Caroline (44) todavía se arrepiente todos los días de no haberse mudado con su madre cuando hace cinco años se enteró de que tenía una enfermedad terminal.
“¿Por qué no? ¿Por qué no me fui a vivir con mi madre cuando el médico le dijo que tenía cáncer metastásico? Yo era su única hija, la niña de sus ojos por quien siempre defendió. Ella me amaba muchísimo y yo la amaba. La abandoné en la etapa más difícil de su vida. Al menos eso es lo que se siente.
Estaba claro que mi madre estaba muy enferma y no le quedaba mucho tiempo de vida. Seis semanas después de ese devastador diagnóstico, murió a los ochenta y un años. Han pasado cinco años, pero todavía no pasa una noche en la que no me despierte con el corazón roto y preguntándome por qué no me mudé con ella al final de su vida.
En ese momento me dije a mí mismo que no era práctico. Mi madre vivía en Deventer, yo trabajo y vivo en La Haya y no podía extrañar a mis hijos. Cuando me siento triste, quiero estar cerca de mis dos hijas. En retrospectiva, creo que me resultó especialmente difícil ver a mi madre vulnerable. También creo que quería protegerla de mi dolor. Ella no podía soportar verme triste. Quizás fue precisamente por nuestro estrecho vínculo que inconscientemente elegí mantenerme alejado de ella durante su enfermedad.
Hacer feliz
Nuestro vínculo era tan fuerte que a veces podía resultar opresivo. Me sentí responsable de ella y de su felicidad. Mi madre era una mujer dura, ingeniosa y franca. Una feminista de pies a cabeza que salía regularmente con amigos alegres y disfrutaba de una copa de vino. También sabía que ella podía sentirse sola. Y todo lo que la entristecía me afectaba. Más aún porque había tenido una vida dura.
Mi madre creció pobre, fue a una escuela con monjas que la golpeaban, tuvo un padre desagradable que la engañó y su propio marido se fugó con otra mujer. Cuando finalmente encontró un dulce novio, él murió después de un accidente.

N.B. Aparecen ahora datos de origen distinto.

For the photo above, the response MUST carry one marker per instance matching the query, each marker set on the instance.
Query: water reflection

Durante los diez años que estuvo sola, hice todo lo posible para hacerla feliz recogiéndola regularmente para comer, quedarme conmigo, visitar un museo o ir de compras. Todos los años íbamos juntos a un viaje de fin de semana largo.
Pulmón colapsado
Durante la conversación sobre las malas noticias, obviamente no sabía que ella viviría tan poco tiempo, de lo contrario probablemente habría tomado una decisión diferente. Y no es que no la cuidé durante su enfermedad. Fui a verla cada dos días y asistí a todas las entrevistas del hospital. También le preparé un bonito hotel donde pasó un verano agradable: vinieron amigos y hacía buen tiempo.
Cuando las cosas salieron mal después del primer tratamiento de radiación, ocurrieron dos momentos más en los que fallé. Mi madre estaba sufriendo y la consolé, pero debería haber pedido una exploración; más tarde resultó que tenía un pulmón colapsado. Luego confié (también equivocadamente) en los médicos, quienes me dijeron que tenían todo bajo control y que podía llevar a mis hijos con seguridad a La Haya después de la que resultó ser su última visita. Cuando volví a casa de la enfermería, mi madre ya estaba en coma. Cuando regresé sólo pude hablar con ella.
Sólo tranquilizado
Le dije que había sido una madre buena y dulce, que la quería muchísimo, que la iba a extrañar muchísimo, pero que me las arreglaría en la vida. Preferiría saber si ella me escuchó. Tengo grandes esperanzas en ello, porque mientras le hablaba, las lágrimas rodaban por sus mejillas. Se me rompe el corazón al pensar que se sintió abandonada.
Leí todos nuestros mensajes de texto para saber si ella me acusó de algo. Ese no fue el caso. Según los amigos de mi madre, no podría haberla cuidado mejor. Mis propios amigos también intentan aliviar mi culpa convenciéndome de que en un proceso de enfermedad tan tumultuoso siempre hay momentos en los que se toman decisiones que, en retrospectiva, pueden no haber sido las mejores. Luego me siento tranquilo por un momento. Sigo arrepintiéndome. Al menos podría haberme mudado con ella. No lo hice y eso me llena de autodesprecio. Todos los días otra vez”.